Motion detection is the process of detecting a change in position of an object relative to its surroundings or the change in the surroundings relative to an object. Motion detection can be achieved by both mechanical and electronic methods. When motion detection is accomplished by natural organisms, it is called motion perception.
Motion can be detected by:
- Infrared (Passive and active sensors)
- Optics (video and camera systems)
- Radio Frequency Energy (radar, microwave and tomographic motion detection)
- Sound (microphones and acoustic sensors)
- Vibration (triboelectric, seismic, and inertia-switch sensors)
- Magnetism (magnetic sensors and magnetometers)
The most basic form of mechanical motion detection is in the form of a switch or trigger. These motion detection devices are common in our everyday lives. The keys of a typewriter, or even the keys on the keyboards used to type this article employ a mechanical method of detecting motion. Each key is a manual switch that is either off or on. Each letter that appears is a result of motion on that corresponding key and the switch being turned on. This simple binary code concept is at the heart of the digital age, with mechanical switches being replaced by ever shrinking transistors.
The principal methods by which motion can be electronically identified are optical detection and acoustical detection. Infrared light or laser technology may be used for optical detection. Motion detection devices, such as PIR motion detectors, have a sensor that detects a disturbance in the infrared spectrum, such as a person or an animal. Once detected, an electronic signal can activate an alarm or a camera that can capture an image or video of the motioner. 
The chief applications for such detection are (a) detection of unauthorized entry, (b) detection of cessation of occupancy of an area to extinguish lighting and (c) detection of a moving object which triggers a camera to record subsequent events. The motion detector is thus a linchpin of electronic security systems, but is also a valuable tool in preventing the illumination of unoccupied spaces. 
A simple algorithm for motion detection by a fixed camera compares the current image with a reference image and simply counts the number of different pixels. Since images will naturally differ due to factors such as varying lighting, camera flicker, and CCD dark currents, pre-processing is useful to reduce the number of false positive alarms.
More complex algorithms are necessary to detect motion when the camera itself is moving, or when the motion of a specific object must be detected in a field containing other movement which can be ignored. An example might be a painting surrounded by visitors in an art gallery.
Occupancy sensors for lighting control 
Motion sensors are often used in indoor spaces to control electric lighting. If no motion is detected, it is assumed that the space is empty, and thus does not need to be lit. Turning off the lights in such circumstances can save substantial amounts of energy. In lighting practice occupancy sensors are sometime also called "presence sensors" or "vacancy sensors". Some occupancy sensors (e.g. LSG's Pixelview, Philips Lumimotion, etc.) also classify the number of occupants, their direction of motion, etc., through image processing. Pixelview is a camera-based occupancy sensor, using a camera that is built into each light fixture.

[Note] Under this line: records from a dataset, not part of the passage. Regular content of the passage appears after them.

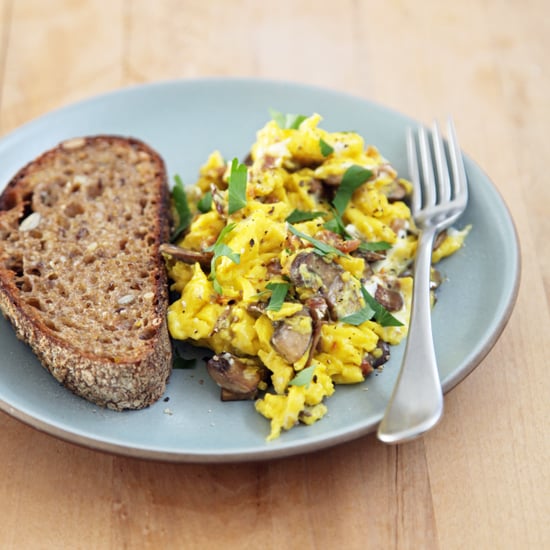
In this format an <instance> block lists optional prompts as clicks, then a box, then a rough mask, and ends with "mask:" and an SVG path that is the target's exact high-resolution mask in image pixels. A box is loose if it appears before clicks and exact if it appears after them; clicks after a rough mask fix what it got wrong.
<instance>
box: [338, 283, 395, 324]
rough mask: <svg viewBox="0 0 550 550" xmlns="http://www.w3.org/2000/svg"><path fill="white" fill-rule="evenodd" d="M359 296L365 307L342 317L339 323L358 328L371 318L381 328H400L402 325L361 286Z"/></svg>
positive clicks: (392, 315) (370, 319)
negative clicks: (364, 301)
mask: <svg viewBox="0 0 550 550" xmlns="http://www.w3.org/2000/svg"><path fill="white" fill-rule="evenodd" d="M361 294H362V295H363V299H364V300H365V306H364V307H363V308H361V309H360V310H359V311H356V312H355V313H352V314H351V315H346V316H345V317H342V318H341V319H340V321H342V322H344V323H347V324H348V325H353V326H359V325H361V324H363V323H364V322H365V321H370V320H371V319H372V318H373V317H374V319H375V321H376V322H377V323H378V324H379V325H380V326H382V327H401V326H403V323H402V322H401V321H399V320H398V319H396V318H395V317H394V316H393V315H392V314H391V313H390V312H389V311H388V310H387V309H386V308H385V307H384V306H383V305H382V304H380V303H379V302H378V301H377V300H376V299H375V298H374V297H373V296H371V295H370V293H369V292H368V290H367V289H366V288H365V287H364V286H363V285H361Z"/></svg>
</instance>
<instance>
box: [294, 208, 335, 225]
mask: <svg viewBox="0 0 550 550" xmlns="http://www.w3.org/2000/svg"><path fill="white" fill-rule="evenodd" d="M322 216H326V213H325V212H316V211H313V210H310V211H307V210H298V209H297V208H295V209H294V210H293V211H292V212H291V213H290V214H289V215H288V217H287V218H286V220H285V221H287V222H288V223H299V222H309V221H311V220H314V219H315V218H320V217H322Z"/></svg>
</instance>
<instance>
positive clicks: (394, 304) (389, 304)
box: [374, 285, 403, 311]
mask: <svg viewBox="0 0 550 550" xmlns="http://www.w3.org/2000/svg"><path fill="white" fill-rule="evenodd" d="M374 297H375V299H376V301H377V302H378V303H379V304H381V305H383V306H384V307H385V308H386V309H387V310H388V311H399V310H400V309H401V308H402V307H403V296H402V295H401V292H399V290H395V289H391V288H388V287H385V286H382V285H378V286H377V287H376V292H375V294H374Z"/></svg>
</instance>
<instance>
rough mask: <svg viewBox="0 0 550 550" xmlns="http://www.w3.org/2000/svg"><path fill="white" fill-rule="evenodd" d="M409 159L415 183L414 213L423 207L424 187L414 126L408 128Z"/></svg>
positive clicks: (412, 174) (412, 182) (411, 180)
mask: <svg viewBox="0 0 550 550" xmlns="http://www.w3.org/2000/svg"><path fill="white" fill-rule="evenodd" d="M407 159H408V161H409V174H410V179H411V182H412V184H413V194H412V198H411V206H412V211H413V213H416V212H418V211H419V210H420V208H422V189H421V183H420V172H419V170H418V155H417V153H416V142H415V139H414V133H413V131H412V128H407Z"/></svg>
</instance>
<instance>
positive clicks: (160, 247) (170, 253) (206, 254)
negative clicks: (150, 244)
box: [160, 243, 214, 269]
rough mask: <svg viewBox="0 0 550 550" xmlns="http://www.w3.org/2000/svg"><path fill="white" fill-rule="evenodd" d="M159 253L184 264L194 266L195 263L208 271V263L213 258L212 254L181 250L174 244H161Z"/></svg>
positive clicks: (179, 248) (179, 247) (194, 251)
mask: <svg viewBox="0 0 550 550" xmlns="http://www.w3.org/2000/svg"><path fill="white" fill-rule="evenodd" d="M160 252H161V253H162V254H166V255H168V256H172V258H174V259H176V260H181V261H182V262H185V263H186V264H194V263H196V262H199V264H201V266H202V267H205V268H207V269H210V262H211V261H212V258H213V257H214V253H213V252H205V251H197V250H189V249H187V248H181V247H180V246H176V245H175V244H168V243H163V244H161V245H160Z"/></svg>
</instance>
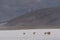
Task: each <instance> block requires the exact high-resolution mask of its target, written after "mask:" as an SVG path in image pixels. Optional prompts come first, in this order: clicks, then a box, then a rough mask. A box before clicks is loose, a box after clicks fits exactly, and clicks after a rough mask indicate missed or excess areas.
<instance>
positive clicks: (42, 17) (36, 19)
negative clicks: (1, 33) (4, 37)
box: [6, 7, 60, 26]
mask: <svg viewBox="0 0 60 40" xmlns="http://www.w3.org/2000/svg"><path fill="white" fill-rule="evenodd" d="M16 25H20V26H48V25H50V26H59V25H60V7H52V8H43V9H39V10H36V11H32V12H30V13H26V14H24V15H22V16H19V17H16V18H14V19H12V20H10V21H8V23H7V24H6V26H16Z"/></svg>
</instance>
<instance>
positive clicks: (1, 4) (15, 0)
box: [0, 0, 60, 21]
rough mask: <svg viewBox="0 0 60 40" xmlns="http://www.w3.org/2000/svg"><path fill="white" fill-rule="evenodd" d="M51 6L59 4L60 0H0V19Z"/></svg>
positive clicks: (3, 18)
mask: <svg viewBox="0 0 60 40" xmlns="http://www.w3.org/2000/svg"><path fill="white" fill-rule="evenodd" d="M52 6H54V7H55V6H60V0H0V21H1V20H6V19H10V18H13V17H16V16H19V15H22V14H24V13H26V12H27V11H28V12H31V9H33V10H36V9H39V8H46V7H52Z"/></svg>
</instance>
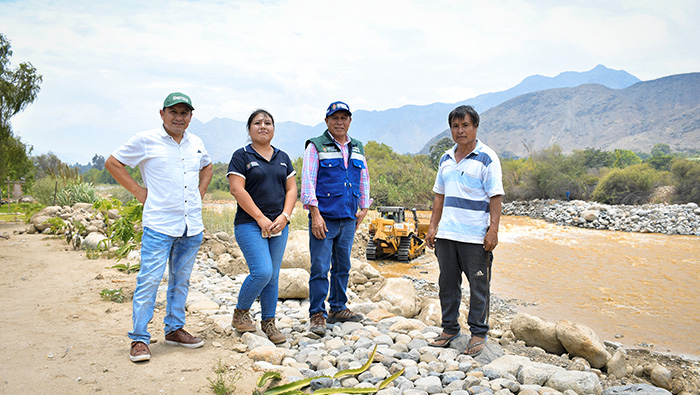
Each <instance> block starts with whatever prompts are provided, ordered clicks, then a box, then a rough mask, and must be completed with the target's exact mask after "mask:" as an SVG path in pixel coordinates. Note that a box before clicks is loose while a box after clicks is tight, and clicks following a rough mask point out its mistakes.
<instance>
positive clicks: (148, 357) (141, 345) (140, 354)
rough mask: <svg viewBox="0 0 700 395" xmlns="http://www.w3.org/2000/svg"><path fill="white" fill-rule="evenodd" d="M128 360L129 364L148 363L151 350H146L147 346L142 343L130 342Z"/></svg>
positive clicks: (149, 358)
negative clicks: (129, 347) (140, 362)
mask: <svg viewBox="0 0 700 395" xmlns="http://www.w3.org/2000/svg"><path fill="white" fill-rule="evenodd" d="M129 359H131V362H141V361H148V360H149V359H151V350H150V349H149V348H148V344H146V343H144V342H131V351H129Z"/></svg>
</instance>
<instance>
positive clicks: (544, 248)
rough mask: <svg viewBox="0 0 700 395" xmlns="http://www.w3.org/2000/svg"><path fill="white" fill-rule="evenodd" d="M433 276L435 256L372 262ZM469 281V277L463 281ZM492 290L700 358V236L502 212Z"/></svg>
mask: <svg viewBox="0 0 700 395" xmlns="http://www.w3.org/2000/svg"><path fill="white" fill-rule="evenodd" d="M374 264H375V267H377V268H378V269H379V270H380V271H381V272H382V274H384V275H385V276H387V277H396V276H401V275H403V274H407V275H410V276H412V277H418V278H424V279H427V280H430V281H437V276H438V266H437V261H436V259H435V255H433V254H432V252H428V254H426V255H425V256H423V257H420V258H418V259H416V260H414V261H412V262H410V263H408V264H401V263H398V262H396V263H393V262H374ZM465 283H466V281H465ZM491 291H492V292H493V293H494V294H496V295H498V296H499V297H501V298H504V299H516V300H517V301H518V302H519V304H520V306H519V309H520V311H524V312H526V313H529V314H533V315H536V316H538V317H541V318H543V319H545V320H548V321H552V322H556V321H558V320H562V319H566V320H569V321H572V322H577V323H581V324H584V325H587V326H589V327H591V328H592V329H593V330H594V331H595V332H596V333H597V334H598V336H599V337H600V338H601V339H602V340H612V341H616V342H619V343H622V344H624V345H625V346H629V347H640V346H641V347H646V348H649V349H651V350H655V351H660V352H671V353H673V354H680V355H685V356H689V357H692V358H693V359H698V358H700V342H699V341H698V338H697V333H699V332H700V238H699V237H696V236H667V235H661V234H648V233H626V232H614V231H599V230H588V229H581V228H576V227H563V226H557V225H554V224H550V223H547V222H545V221H542V220H535V219H531V218H528V217H513V216H504V217H502V219H501V227H500V232H499V245H498V247H497V248H496V250H495V251H494V266H493V276H492V283H491Z"/></svg>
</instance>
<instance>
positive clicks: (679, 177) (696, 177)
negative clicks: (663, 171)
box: [671, 158, 700, 204]
mask: <svg viewBox="0 0 700 395" xmlns="http://www.w3.org/2000/svg"><path fill="white" fill-rule="evenodd" d="M671 174H672V177H673V181H674V184H675V187H676V188H675V193H674V196H673V201H674V202H676V203H687V202H695V203H699V204H700V162H695V161H691V160H687V159H680V158H678V159H674V160H673V162H671Z"/></svg>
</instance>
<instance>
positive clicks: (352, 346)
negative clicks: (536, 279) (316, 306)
mask: <svg viewBox="0 0 700 395" xmlns="http://www.w3.org/2000/svg"><path fill="white" fill-rule="evenodd" d="M365 265H366V262H361V261H359V260H356V259H353V273H354V276H356V277H357V276H359V273H363V272H368V274H370V276H369V277H368V278H376V277H374V276H373V274H375V273H373V272H372V271H371V270H370V269H368V268H367V266H369V265H367V266H365ZM369 267H370V268H371V266H369ZM284 270H285V269H283V271H284ZM377 274H378V273H377ZM245 276H246V274H244V273H243V274H238V275H235V276H228V275H222V274H221V270H220V269H219V268H218V267H217V264H216V262H215V261H214V260H213V259H211V258H208V257H207V253H204V255H202V256H200V258H199V259H198V260H197V263H196V265H195V270H194V271H193V275H192V281H191V291H190V298H189V299H188V303H187V309H188V311H190V312H191V313H194V314H199V315H201V316H204V317H205V318H206V322H208V323H209V326H210V328H211V330H212V331H213V332H215V333H216V334H217V335H215V336H212V338H213V339H214V342H216V340H215V339H216V336H233V337H236V338H239V339H240V344H239V345H238V346H236V348H235V350H236V351H239V352H246V353H247V354H248V356H250V358H252V359H253V360H254V361H255V363H254V369H255V370H257V371H260V372H263V371H269V370H274V371H278V372H280V373H281V374H282V375H283V377H285V381H295V380H298V379H302V378H314V377H320V376H328V377H332V376H333V375H334V374H335V373H337V372H338V371H339V370H344V369H355V368H359V367H360V366H362V365H363V364H364V363H366V361H367V359H368V357H369V355H370V354H371V352H372V349H373V347H374V346H375V345H377V347H378V352H377V356H376V357H375V360H374V363H373V364H372V365H371V366H370V368H369V369H368V370H367V371H366V372H364V373H362V374H360V375H359V376H356V377H355V376H352V377H344V378H341V379H340V380H333V379H330V378H317V379H315V380H313V381H312V384H311V385H312V388H325V387H331V386H332V387H345V388H353V387H368V386H376V384H377V383H379V382H380V381H382V380H384V379H385V378H387V377H389V376H390V375H392V374H394V373H396V372H398V371H400V370H401V369H404V373H403V374H402V375H401V376H400V377H399V378H398V379H396V380H395V381H394V384H393V386H392V387H390V388H387V389H384V390H382V391H380V392H379V394H384V395H387V394H391V395H394V394H396V395H398V394H409V395H419V394H420V395H426V394H453V395H466V394H477V393H491V394H499V395H508V394H523V395H528V394H567V395H573V394H601V393H605V394H613V393H630V394H631V393H634V394H670V393H671V392H669V391H668V390H671V389H676V391H674V392H675V393H687V394H689V393H691V392H683V391H684V390H683V389H682V388H681V389H680V390H678V388H676V387H674V381H673V380H674V374H675V373H673V372H671V370H669V369H668V368H666V367H664V366H662V365H661V364H658V363H654V362H650V363H646V364H644V365H637V366H634V365H632V364H629V363H628V362H627V359H626V354H625V351H624V349H622V348H621V346H620V345H618V344H614V343H607V344H603V343H602V342H601V341H600V340H599V339H598V337H597V336H596V335H595V333H593V331H592V330H590V328H587V327H585V326H582V325H577V324H574V323H568V322H566V321H562V322H559V323H557V324H553V323H546V322H544V321H542V320H540V319H538V318H537V317H532V316H528V315H524V314H518V315H516V316H515V317H512V316H511V317H510V320H508V319H499V320H496V319H492V320H491V325H492V327H493V328H494V329H492V330H491V332H490V333H489V335H490V340H489V341H488V342H487V345H486V348H485V350H484V352H483V353H482V354H481V355H479V356H477V357H476V358H472V357H470V356H467V355H464V354H462V353H461V351H463V350H464V349H465V348H466V345H467V342H468V341H469V338H468V336H467V335H462V336H461V337H460V338H458V339H456V340H454V341H453V342H452V343H451V345H450V348H444V349H443V348H436V347H431V346H429V345H428V343H429V342H430V341H431V340H432V339H434V338H435V337H437V336H438V335H439V334H440V333H441V331H442V329H441V328H440V327H439V326H436V325H435V323H426V322H425V321H424V319H422V318H411V316H410V315H408V316H404V315H402V314H406V313H407V312H410V311H411V310H409V309H413V311H414V312H416V311H418V316H417V317H420V315H421V313H423V312H424V310H425V306H426V305H425V304H422V303H418V302H416V301H414V302H413V303H409V304H410V306H405V305H406V303H405V301H401V299H402V298H404V296H402V297H400V298H398V297H397V298H394V299H389V300H387V299H385V297H386V296H387V295H389V294H391V293H392V292H390V291H389V290H391V291H393V290H394V289H395V288H396V285H397V284H400V283H406V284H410V286H411V287H413V282H412V281H411V280H410V279H406V278H404V279H384V282H383V283H384V286H382V287H381V288H380V289H379V291H378V292H377V294H379V295H384V296H383V297H373V298H363V297H361V296H359V295H357V294H355V293H354V292H352V291H351V292H349V293H350V304H349V307H350V308H351V309H353V310H354V311H357V312H359V313H362V314H364V315H365V319H364V320H363V321H362V322H359V323H343V324H329V325H328V329H329V330H328V331H327V335H326V336H324V337H319V336H317V335H315V334H313V333H310V332H309V331H308V329H309V326H308V300H306V299H302V300H298V299H287V300H284V301H282V300H281V301H280V302H279V303H278V307H277V326H278V328H280V330H281V331H282V333H284V334H285V335H286V336H287V338H288V342H287V343H284V344H282V345H281V346H275V345H274V344H272V343H271V342H270V341H269V340H267V338H266V337H265V335H264V334H263V333H262V332H260V331H258V332H256V333H246V334H243V335H242V336H241V335H240V334H239V333H238V332H236V331H235V330H234V329H233V328H232V327H231V318H232V312H233V309H234V308H235V302H236V300H237V295H238V291H239V289H240V286H241V284H242V282H243V280H244V279H245ZM379 276H381V275H379ZM351 278H353V276H351ZM392 280H402V281H397V282H393V281H392ZM165 291H166V287H165V284H163V286H162V289H161V294H160V296H159V299H158V300H159V302H160V303H163V302H164V300H165V299H164V298H165ZM496 299H497V298H496ZM496 304H498V303H496ZM416 305H419V306H423V308H416ZM432 308H434V306H433V307H432ZM251 311H252V312H253V314H254V316H256V317H257V319H258V320H259V313H260V311H259V305H258V304H254V305H253V307H252V309H251ZM396 313H402V314H396ZM464 313H466V312H465V311H463V316H466V314H464ZM496 313H498V312H496ZM493 315H494V316H499V315H498V314H493ZM431 318H432V319H434V318H435V317H431ZM438 319H439V309H438ZM428 321H429V322H432V320H428ZM202 332H204V333H206V329H203V330H202ZM552 336H553V337H554V340H552ZM558 338H561V339H562V340H557V339H558ZM509 345H518V346H520V347H528V348H530V349H531V350H539V352H540V353H542V354H547V352H548V351H549V352H550V353H551V355H550V356H551V358H552V359H553V360H554V361H555V363H554V364H552V363H542V362H536V361H533V360H532V359H530V358H528V357H525V356H518V355H513V354H511V353H510V352H509V348H510V347H509ZM214 346H216V343H214ZM544 347H546V348H547V349H551V350H548V351H545V348H544ZM611 354H612V355H611ZM695 368H696V370H697V369H699V368H700V366H696V367H695ZM632 383H634V384H632ZM612 384H618V385H612ZM604 388H607V389H606V390H605V392H604ZM664 388H666V389H664ZM679 388H680V387H679ZM615 391H617V392H615ZM639 391H643V392H639Z"/></svg>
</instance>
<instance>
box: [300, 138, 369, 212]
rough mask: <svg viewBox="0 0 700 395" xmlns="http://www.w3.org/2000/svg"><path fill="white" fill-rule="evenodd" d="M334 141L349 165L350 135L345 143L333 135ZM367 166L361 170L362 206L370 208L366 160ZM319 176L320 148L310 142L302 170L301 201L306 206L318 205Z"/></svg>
mask: <svg viewBox="0 0 700 395" xmlns="http://www.w3.org/2000/svg"><path fill="white" fill-rule="evenodd" d="M331 138H332V139H333V142H335V144H336V145H337V146H338V147H339V148H340V152H341V153H342V154H343V162H345V167H346V168H347V167H348V159H349V156H350V155H349V152H348V144H349V143H350V137H347V139H346V141H345V144H340V143H339V142H338V140H336V139H335V138H334V137H333V136H331ZM364 162H365V168H364V169H362V171H361V172H360V208H369V206H370V205H371V204H372V199H370V197H369V171H368V170H367V161H366V160H365V161H364ZM317 178H318V150H316V146H315V145H313V144H309V145H308V146H307V147H306V151H304V167H303V168H302V170H301V202H302V203H304V208H305V209H308V208H309V207H308V206H315V207H318V200H317V199H316V180H317Z"/></svg>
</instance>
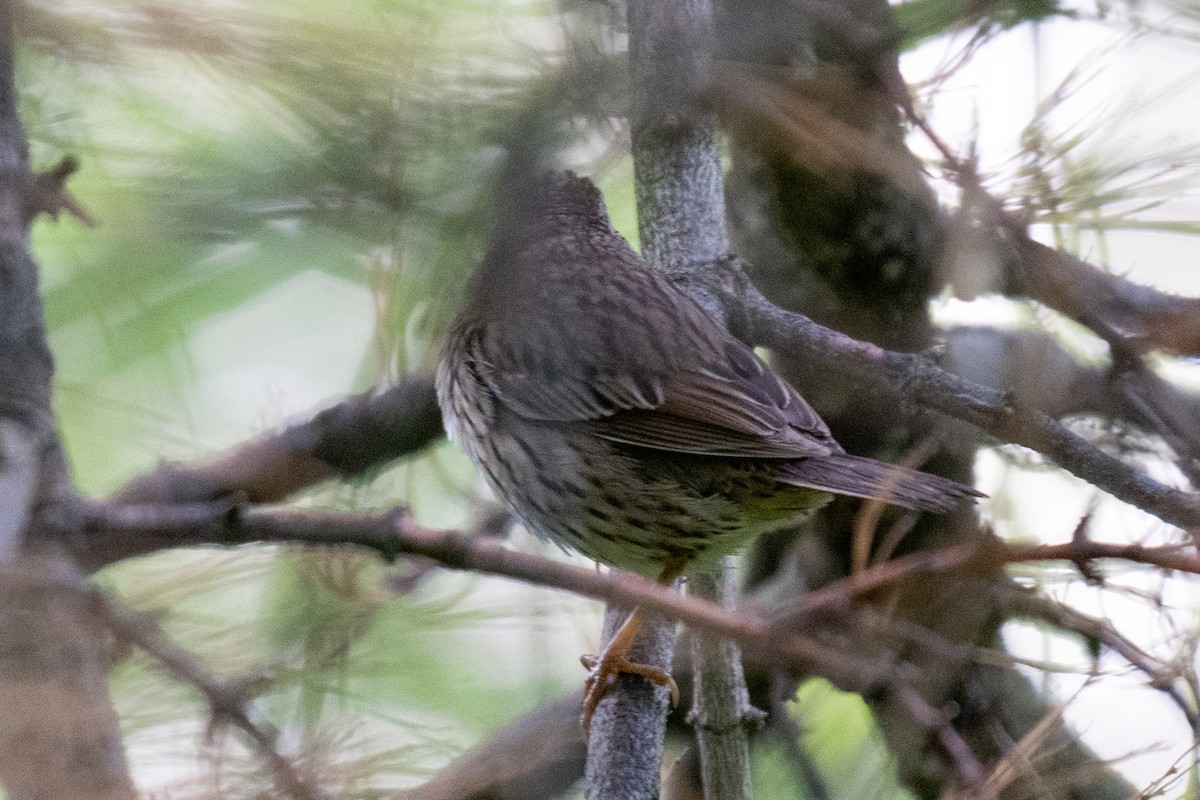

System design and components 
Occupancy sensors for lighting control typically use infrared (IR), ultrasonic, tomographic motion detection, microwave sensors, or camera-based sensors (image processing). The field of view of the sensor must be carefully selected/adjusted so that it responds only to motion in the space served by the controlled lighting. For example, an occupancy sensor controlling lights in an office should not detect motion in the corridor outside the office. Tomographic motion detection systems have the unique benefit of detecting motion through walls and obstructions, yet do not trigger as easily from motion on the outside of the detection area like traditional microwave sensors.
Sensors and their placement are never perfect, therefore most systems incorporate a delay time before switching. This delay time is often user-selectable, but a typical default value is 15 minutes. This means that the sensor must detect no motion for the entire delay time before the lights are switched. Most systems switch lights off at the end of the delay time, but more sophisticated systems with dimming technology reduce lighting slowly to a minimum level (or zero) over several minutes, to minimize the potential disruption in adjacent spaces. If lights are off and an occupant re-enters a space, most current systems switch lights back on when motion is detected. However, systems designed to switch lights off automatically with no occupancy, and that require the occupant to switch lights on when they re-enter are gaining in popularity due to their potential for increased energy savings. These savings accrue because in a spaces with access to daylight the occupant may decide on their return that they no longer require supplemental electric light.